Already, scholars like Abdullahi An-Naim, (2008: p.19 Islam and the Secular State: Negotiating the Future of Sharia) argue that “all Muslim men and women have the religious obligation to learn enough to decide for themselves and to express their views on matters of public concern.” The silence and the turn-around, especially when these moral voices and their families are now serving in various capacities in President Mahama’s government (some chair boards, some have their children on boards and some are members of sale of government property committees) give vent to the view that the 2024 protests against the NPP were not about restoring the moral values of our society. They were protests against exclusion from the “dinner table.”

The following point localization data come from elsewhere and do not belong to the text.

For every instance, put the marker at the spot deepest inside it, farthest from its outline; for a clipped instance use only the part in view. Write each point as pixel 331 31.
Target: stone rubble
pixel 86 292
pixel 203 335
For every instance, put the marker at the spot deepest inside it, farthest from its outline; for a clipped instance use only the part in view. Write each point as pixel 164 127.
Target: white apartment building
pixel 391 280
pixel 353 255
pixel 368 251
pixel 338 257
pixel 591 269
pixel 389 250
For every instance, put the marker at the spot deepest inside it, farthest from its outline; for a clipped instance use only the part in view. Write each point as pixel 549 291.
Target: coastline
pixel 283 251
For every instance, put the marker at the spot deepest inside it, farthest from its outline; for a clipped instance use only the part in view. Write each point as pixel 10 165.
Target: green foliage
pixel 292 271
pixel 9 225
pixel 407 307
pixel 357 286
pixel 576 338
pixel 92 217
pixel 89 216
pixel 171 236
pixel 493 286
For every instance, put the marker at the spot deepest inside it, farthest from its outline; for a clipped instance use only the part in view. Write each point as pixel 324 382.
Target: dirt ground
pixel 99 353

Let me confess that I do not believe that there is any objective interpretation of scripture. I believe that every interpreter comes to a text with his or her own subjectivity. I remember that somewhere in 2012, I wrote a speech for then-candidate Akufo-Addo, in which I quoted the Bible and the Qur’an to buttress a point. He urged me to delete the Bible and Qur’an quotations and said, “Mustapha, I do not like quoting the Bible and Qur’an much to make my point, because whatever your view is, on any matter, you will find justification for it in the Bible and the Qur’an.” I didn’t quite agree with him then, until I met a Christian friend who quoted the bible to convince me that fornication only becomes fornication if, ultimately, you do not marry the woman you cohabited with. I do not immediately recall the chapter and verse of the Bible.
On April 26, 2018, Prof. J.K Ayantayo of the University of Ibadan delivered an inaugural lecture titled, “Rescuing God from His Abductors.” I hope the protests that I have seen and read from ordinary Ghanaians against the clergy in regard to their contradictory stance on issues of religion and politics is not the beginning of the mission by ordinary people to rescue God from His abductors.